Wednesday, June 03, 2015


Portland Police are shifting resources to its Tactical Operations Division to address rising gun violence in the City of Portland. 

"Recent gun violence has gravely impacted our community and is a reminder to police that we must remain fluid in our response. As with other spikes in gun violence, we must respond with additional officers to help reduce incidents," said Chief Lawrence P. O'Dea, III. "However, this remains a complex issue, and it will take all of our partners as well as community members to impact gun violence long-term. Enforcement can only be one side of this response.
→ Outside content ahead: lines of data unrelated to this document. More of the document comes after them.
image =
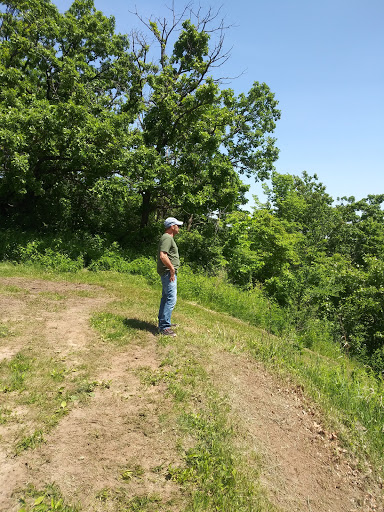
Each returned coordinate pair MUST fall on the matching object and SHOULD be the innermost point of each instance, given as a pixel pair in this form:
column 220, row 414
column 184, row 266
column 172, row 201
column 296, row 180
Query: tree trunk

We need to focus on engaging youth in a holistic, community-wide approach. The Police Bureau is committed to ensuring that positive community engagement is a core element to furthering the public safety response to gun violence." 

Six police officer positions are permanently being added to the Gang Enforcement Team (GET). These positions are being reallocated to GET from each of the three precincts' Neighborhood Response Teams (NRT) and Street Crimes Units (SCU). While this impacts the work being done by NRT and SCU, it has the least impact to patrol operations, according to police. 

The six new officers will be selected based on their training, experience, and desire to work to reduce gun violence and their commitment to building relationships with the community, according to the Portland Police Bureau. A Crime Analyst is also being assigned to focus specifically on gang and gun violence. 

The Detective Division Homicide and Cold Case Homicide Details will review and follow-up on unsolved gang-related homicides. Additionally, the Youth Services Division (YSD) and the Traffic Division will provide operational support on an as needed basis, and police will continue to work with the Mayor's Office of Youth Violence Prevention.  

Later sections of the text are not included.